William K Hartmann will be at Atalanta's this Sunday.
The University of Arizona Press has just published an interesting new book, Searching for Golden Empires by William K. Hartmann, about the Native American’s first encounters with the Cortes and Coronado expeditions. Mr. Hartmann will be speaking at Atalanta’s Music & Books, 38 Main Street in Bisbee, on Sunday January 18th at 1:00 PM.
Recent research has shown that the Coronado expedition passed through SE Arizona. Dr. Hartmann will discuss evidence that they came up the Rio Sonora Valley (mentioning Arispe) and traveled north a few days along the San Pedro, then turned east toward the Chiricahua Mountains. One camp site was at the west base of the Chiricahuas, probably near Turkey Creek. They then most likely crossed through Apache pass, and headed north just east of the New Mexico border.

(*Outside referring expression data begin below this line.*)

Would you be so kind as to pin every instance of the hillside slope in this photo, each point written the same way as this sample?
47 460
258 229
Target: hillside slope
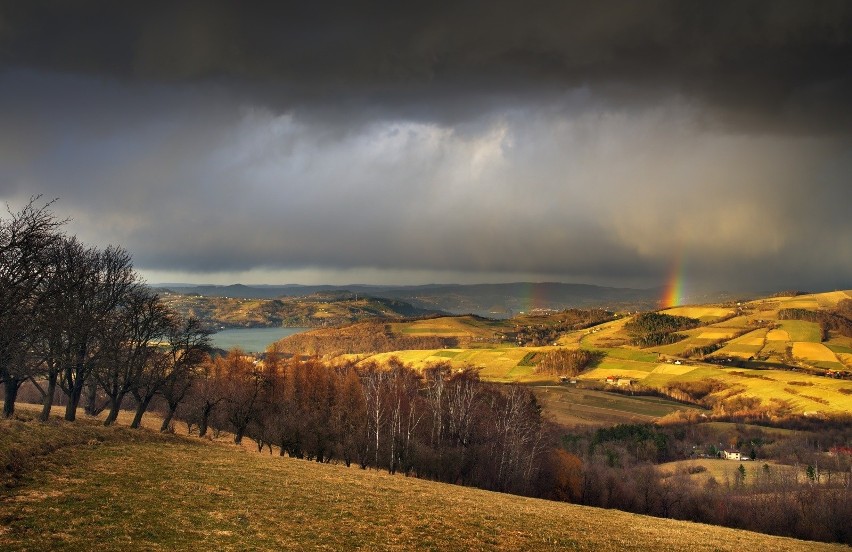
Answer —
174 493
317 310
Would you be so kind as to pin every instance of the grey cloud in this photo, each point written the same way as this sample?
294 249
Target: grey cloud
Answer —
778 65
572 141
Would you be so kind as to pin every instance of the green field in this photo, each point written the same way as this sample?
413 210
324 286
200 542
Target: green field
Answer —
800 330
760 339
118 492
569 406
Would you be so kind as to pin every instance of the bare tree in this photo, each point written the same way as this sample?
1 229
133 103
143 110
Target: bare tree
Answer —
92 286
189 345
26 238
132 336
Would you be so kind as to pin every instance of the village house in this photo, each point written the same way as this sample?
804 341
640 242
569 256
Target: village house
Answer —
732 454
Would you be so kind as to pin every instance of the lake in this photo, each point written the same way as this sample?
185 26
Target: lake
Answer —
251 340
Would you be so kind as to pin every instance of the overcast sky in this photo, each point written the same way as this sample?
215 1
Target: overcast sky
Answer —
324 142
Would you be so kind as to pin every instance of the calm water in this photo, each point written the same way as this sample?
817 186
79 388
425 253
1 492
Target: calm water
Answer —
251 340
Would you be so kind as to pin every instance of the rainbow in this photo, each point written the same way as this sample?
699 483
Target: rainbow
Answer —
673 290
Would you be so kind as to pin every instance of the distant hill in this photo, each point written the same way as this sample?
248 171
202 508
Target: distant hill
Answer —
140 490
321 309
492 300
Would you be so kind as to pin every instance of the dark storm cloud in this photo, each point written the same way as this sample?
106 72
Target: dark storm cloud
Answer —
554 139
763 64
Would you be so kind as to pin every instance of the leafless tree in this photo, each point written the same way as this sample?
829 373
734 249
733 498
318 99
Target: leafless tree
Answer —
26 238
132 337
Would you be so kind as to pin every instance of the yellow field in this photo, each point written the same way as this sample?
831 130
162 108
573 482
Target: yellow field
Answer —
716 334
174 493
701 313
777 335
603 373
673 369
499 364
813 351
802 391
725 470
460 326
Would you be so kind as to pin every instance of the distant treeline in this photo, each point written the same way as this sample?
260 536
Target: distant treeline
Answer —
838 320
437 424
364 337
653 328
619 467
80 319
567 362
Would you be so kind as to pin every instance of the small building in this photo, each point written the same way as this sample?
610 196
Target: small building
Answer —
731 454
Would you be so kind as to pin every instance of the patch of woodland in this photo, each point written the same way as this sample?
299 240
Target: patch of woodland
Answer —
838 320
651 329
536 333
365 337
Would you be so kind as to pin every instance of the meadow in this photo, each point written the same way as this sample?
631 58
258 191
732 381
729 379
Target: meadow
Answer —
119 489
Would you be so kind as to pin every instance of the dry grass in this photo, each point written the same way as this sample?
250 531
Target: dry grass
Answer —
813 351
182 494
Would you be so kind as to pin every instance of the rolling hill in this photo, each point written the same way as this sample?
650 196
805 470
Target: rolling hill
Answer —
493 300
753 349
328 308
117 489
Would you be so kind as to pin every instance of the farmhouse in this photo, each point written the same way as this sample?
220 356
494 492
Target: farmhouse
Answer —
731 454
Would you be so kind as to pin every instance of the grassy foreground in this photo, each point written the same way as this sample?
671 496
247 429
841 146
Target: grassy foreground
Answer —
122 490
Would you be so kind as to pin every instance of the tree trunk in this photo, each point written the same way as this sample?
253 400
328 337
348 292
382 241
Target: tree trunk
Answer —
168 419
114 407
73 402
12 385
140 411
205 417
48 396
91 399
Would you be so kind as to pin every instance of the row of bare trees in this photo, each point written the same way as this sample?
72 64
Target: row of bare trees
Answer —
79 318
436 423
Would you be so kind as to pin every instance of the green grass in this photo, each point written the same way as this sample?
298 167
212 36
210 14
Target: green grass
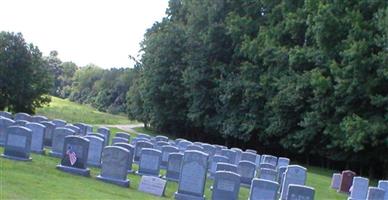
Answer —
74 112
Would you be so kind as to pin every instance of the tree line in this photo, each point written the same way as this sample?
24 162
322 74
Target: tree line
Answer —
305 79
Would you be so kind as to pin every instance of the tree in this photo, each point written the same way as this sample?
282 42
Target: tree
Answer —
24 77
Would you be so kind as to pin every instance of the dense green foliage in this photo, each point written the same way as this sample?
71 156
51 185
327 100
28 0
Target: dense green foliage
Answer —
304 78
24 76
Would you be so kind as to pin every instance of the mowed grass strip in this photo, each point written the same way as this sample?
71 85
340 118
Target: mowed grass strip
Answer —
74 112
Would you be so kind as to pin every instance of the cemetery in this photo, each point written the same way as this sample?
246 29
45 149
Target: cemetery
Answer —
179 169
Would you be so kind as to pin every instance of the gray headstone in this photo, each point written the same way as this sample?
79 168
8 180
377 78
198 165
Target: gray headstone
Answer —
269 174
383 184
76 129
106 132
193 176
152 185
226 186
17 143
214 162
4 124
114 165
149 163
359 188
6 114
166 150
294 174
230 154
139 146
119 139
75 147
96 145
39 118
21 122
248 156
59 141
283 162
174 166
335 181
375 193
247 172
298 192
263 190
123 135
48 133
22 116
59 123
226 167
131 151
36 137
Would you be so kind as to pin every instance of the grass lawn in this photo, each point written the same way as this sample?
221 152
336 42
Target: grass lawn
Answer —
74 112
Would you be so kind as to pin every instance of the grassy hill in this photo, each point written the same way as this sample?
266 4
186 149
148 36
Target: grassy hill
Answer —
40 179
74 112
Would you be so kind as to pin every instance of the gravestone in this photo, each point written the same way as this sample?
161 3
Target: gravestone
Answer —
335 181
96 145
267 166
59 141
22 116
59 123
375 193
161 138
263 190
183 144
269 174
383 184
77 130
152 185
251 151
4 124
248 156
149 163
193 176
174 166
230 154
17 143
226 167
294 174
213 164
139 146
6 114
195 147
114 165
359 188
131 151
273 160
20 122
119 140
297 192
82 128
38 118
123 135
75 155
106 132
283 162
166 150
226 186
247 172
36 137
48 133
346 181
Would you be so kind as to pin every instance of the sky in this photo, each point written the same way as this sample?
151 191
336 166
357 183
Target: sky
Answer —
102 32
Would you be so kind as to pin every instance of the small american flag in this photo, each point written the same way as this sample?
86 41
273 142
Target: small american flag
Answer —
72 156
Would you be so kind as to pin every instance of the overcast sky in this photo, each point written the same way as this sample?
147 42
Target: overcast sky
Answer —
103 32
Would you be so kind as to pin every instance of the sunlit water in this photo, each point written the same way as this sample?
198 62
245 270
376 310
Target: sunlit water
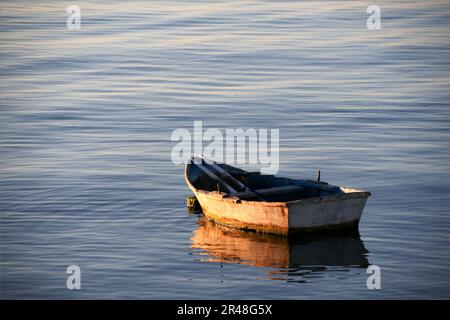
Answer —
86 119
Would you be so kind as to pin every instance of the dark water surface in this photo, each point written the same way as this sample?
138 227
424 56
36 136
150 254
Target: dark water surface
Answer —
86 119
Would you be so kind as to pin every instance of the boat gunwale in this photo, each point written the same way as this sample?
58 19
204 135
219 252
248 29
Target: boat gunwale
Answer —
214 195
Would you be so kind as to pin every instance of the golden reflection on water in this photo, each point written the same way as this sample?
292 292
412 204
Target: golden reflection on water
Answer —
221 244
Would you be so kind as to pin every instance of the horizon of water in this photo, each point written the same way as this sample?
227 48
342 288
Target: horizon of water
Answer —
86 118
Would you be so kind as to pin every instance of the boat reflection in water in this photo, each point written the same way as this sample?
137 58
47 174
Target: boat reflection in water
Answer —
293 256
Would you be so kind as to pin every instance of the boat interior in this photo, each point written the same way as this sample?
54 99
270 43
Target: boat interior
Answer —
254 186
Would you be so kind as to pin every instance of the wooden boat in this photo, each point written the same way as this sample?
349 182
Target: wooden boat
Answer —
265 203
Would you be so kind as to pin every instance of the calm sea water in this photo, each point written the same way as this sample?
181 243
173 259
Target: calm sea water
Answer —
86 119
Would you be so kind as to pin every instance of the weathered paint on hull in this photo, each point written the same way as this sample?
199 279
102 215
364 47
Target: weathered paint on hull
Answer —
339 211
271 218
312 215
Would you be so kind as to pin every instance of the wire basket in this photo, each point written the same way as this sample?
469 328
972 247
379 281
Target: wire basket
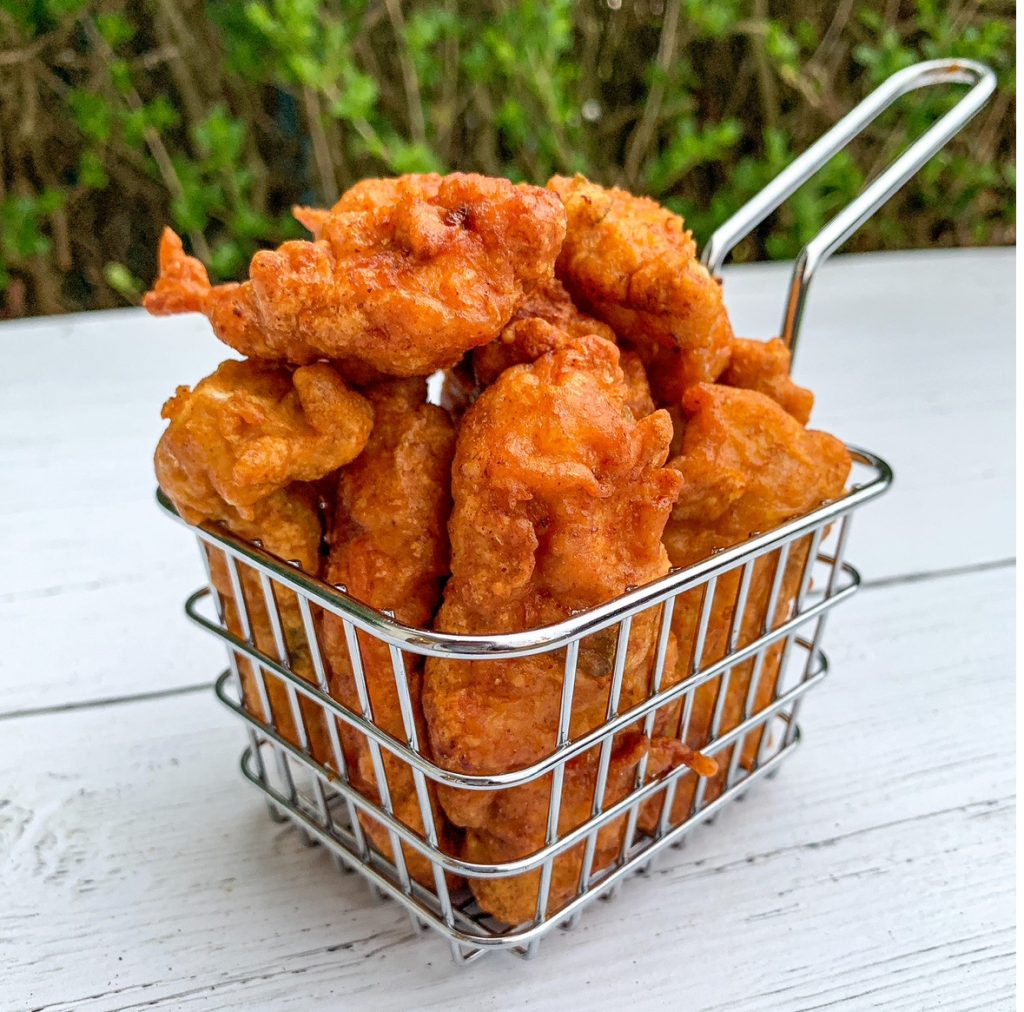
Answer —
754 618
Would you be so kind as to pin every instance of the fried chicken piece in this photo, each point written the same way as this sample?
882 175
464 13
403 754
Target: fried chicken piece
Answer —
764 366
403 285
638 395
634 265
243 448
550 468
459 388
389 548
749 466
369 195
546 320
250 429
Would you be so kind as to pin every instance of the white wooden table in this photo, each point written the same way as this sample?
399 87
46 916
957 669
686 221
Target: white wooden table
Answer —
137 869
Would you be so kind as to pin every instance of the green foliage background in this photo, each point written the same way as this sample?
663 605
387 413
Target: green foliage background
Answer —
215 116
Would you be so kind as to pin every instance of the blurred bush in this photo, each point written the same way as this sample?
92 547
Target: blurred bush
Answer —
215 116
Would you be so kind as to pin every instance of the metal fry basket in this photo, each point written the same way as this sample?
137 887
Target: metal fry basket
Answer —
754 619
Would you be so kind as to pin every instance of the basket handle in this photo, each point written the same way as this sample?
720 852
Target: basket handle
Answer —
924 75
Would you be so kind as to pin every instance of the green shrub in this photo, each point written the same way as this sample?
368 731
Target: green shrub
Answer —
216 116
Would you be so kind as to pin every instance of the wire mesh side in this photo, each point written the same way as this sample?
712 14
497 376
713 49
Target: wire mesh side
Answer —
606 810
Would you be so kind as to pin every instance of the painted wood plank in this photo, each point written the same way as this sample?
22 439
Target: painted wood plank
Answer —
877 869
93 576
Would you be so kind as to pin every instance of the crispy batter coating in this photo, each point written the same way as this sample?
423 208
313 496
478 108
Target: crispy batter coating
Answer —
250 429
764 366
749 466
638 396
634 265
243 448
403 285
549 470
389 548
369 195
546 320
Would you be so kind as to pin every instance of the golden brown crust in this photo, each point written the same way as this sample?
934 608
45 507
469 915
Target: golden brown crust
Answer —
764 366
389 548
550 469
748 466
402 277
252 428
633 264
546 320
244 448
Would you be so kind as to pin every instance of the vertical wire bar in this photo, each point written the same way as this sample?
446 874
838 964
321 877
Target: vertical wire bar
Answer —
600 784
557 779
260 676
232 663
655 686
320 669
301 731
707 600
819 625
723 683
686 713
426 812
781 559
355 659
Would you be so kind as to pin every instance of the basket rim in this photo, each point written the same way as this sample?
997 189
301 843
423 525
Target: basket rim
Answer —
429 642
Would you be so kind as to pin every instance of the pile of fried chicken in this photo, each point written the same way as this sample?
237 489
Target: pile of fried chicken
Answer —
599 425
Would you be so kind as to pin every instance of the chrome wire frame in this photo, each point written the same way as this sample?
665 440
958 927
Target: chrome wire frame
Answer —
787 629
924 75
317 794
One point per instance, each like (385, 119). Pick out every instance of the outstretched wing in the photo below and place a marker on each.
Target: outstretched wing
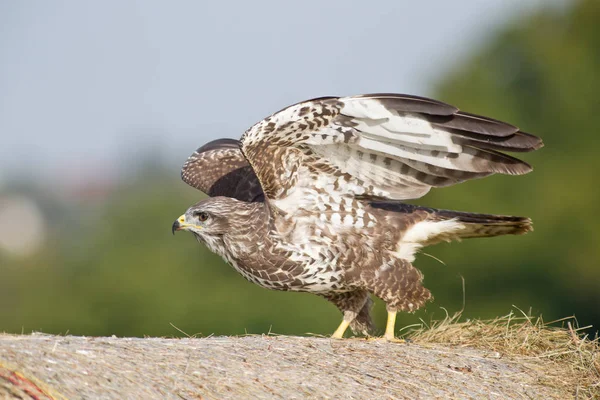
(220, 169)
(386, 145)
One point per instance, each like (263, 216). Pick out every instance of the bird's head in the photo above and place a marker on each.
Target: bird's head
(207, 219)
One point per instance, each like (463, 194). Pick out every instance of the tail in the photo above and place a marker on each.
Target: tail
(445, 225)
(484, 225)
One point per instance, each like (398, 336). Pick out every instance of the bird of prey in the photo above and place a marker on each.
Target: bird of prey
(310, 199)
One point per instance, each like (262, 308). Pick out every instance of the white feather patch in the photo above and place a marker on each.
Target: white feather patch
(422, 232)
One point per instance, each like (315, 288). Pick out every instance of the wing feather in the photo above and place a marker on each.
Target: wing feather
(219, 168)
(385, 145)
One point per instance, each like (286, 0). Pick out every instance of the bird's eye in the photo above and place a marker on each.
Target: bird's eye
(202, 216)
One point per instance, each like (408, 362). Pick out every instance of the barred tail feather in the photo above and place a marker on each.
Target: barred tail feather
(485, 225)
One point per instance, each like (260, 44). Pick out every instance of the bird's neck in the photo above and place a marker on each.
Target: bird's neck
(249, 228)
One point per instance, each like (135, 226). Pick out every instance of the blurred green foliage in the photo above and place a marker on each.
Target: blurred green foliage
(114, 268)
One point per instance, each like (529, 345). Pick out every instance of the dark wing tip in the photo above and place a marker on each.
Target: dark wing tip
(224, 143)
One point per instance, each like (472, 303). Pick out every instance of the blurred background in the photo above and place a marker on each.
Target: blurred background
(102, 102)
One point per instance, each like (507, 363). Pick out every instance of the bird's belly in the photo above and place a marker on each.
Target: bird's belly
(301, 273)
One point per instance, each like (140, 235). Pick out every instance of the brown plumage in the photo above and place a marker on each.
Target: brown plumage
(310, 198)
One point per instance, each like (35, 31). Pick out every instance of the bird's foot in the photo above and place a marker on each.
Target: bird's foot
(388, 339)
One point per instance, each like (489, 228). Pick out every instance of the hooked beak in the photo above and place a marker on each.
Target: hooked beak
(179, 224)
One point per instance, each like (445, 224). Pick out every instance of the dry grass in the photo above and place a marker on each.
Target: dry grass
(575, 356)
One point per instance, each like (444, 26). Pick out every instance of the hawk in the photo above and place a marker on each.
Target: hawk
(310, 199)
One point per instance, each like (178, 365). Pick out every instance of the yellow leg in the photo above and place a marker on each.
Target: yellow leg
(339, 332)
(389, 328)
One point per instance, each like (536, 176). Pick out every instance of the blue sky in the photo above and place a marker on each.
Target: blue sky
(85, 84)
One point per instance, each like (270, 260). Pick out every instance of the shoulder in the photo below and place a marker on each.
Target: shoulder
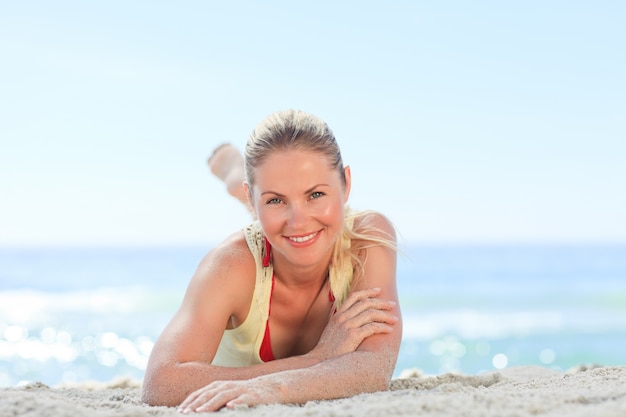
(228, 270)
(374, 224)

Much has been written about the Cortes and Coronado expeditions, but not much attention has been paid to the indigenous populations along their route. Mr. Hartmann treats the conquistadors and the natives equally, describing, for example, the well-developed long distance communications network that the Native Americans operated.
Hartmann will discuss also the larger context and reasons for Spanish exploration in the 1500s, into what is now the U.S.A. --- all the way to Kansas.
This lively book recounts the explorations of the first generations of Spanish conquistadors and their Native allies. Author William K. Hartmann brings readers along as the explorers probe from Cuba to the Aztec capital of Mexico City, and then northward through the borderlands to New Mexico, the Grand Canyon, southern California, and as far as Kansas. Characters include Hernan Cortés, the conqueror; the Aztec ruler Montezuma; Francisco Vasquez de Coronado, a famous expedition leader; Marcos de Niza, an explorer-priest doomed to disgrace; and Viceroy Antonio Mendoza, the king's representative who tried to keep the explorers under control.
Recounting eyewitness experiences that the Spaniards recorded in letters and memoirs, Hartmann describes ancient lifeways from Mexico to the western United States, Aztec accounts of the conquest, discussions between Aztec priests and Spanish priests about the nature of the universe, Cortés's lifelong relationship with his famous Native mistress, Malinche (not to mention the mysterious fate of his wife), lost explorers who wandered from Florida to Arizona, and Marcos de Niza's controversial reports of the "Seven Cities of Cíbola."
Searching for Golden Empires describes how, even after the conquest of Mexico, Cortés remained a "wildcat" competitor with Coronado in a race to see who could find the "next golden empire," believed to lie in the north. Searching for Golden Empires is an exciting history of the shared story of the United States and Mexico, unveiling episodes both tragic and uplifting.
William K. Hartmann is internationally known as a scientist, writer, and painter. He has published widely on aspects of the Southwest, including his book Desert Heart, and a novel, Cities of Gold. He received the first Carl Sagan medal, given by the American Astronomical Society for popular presentation of scholarly research.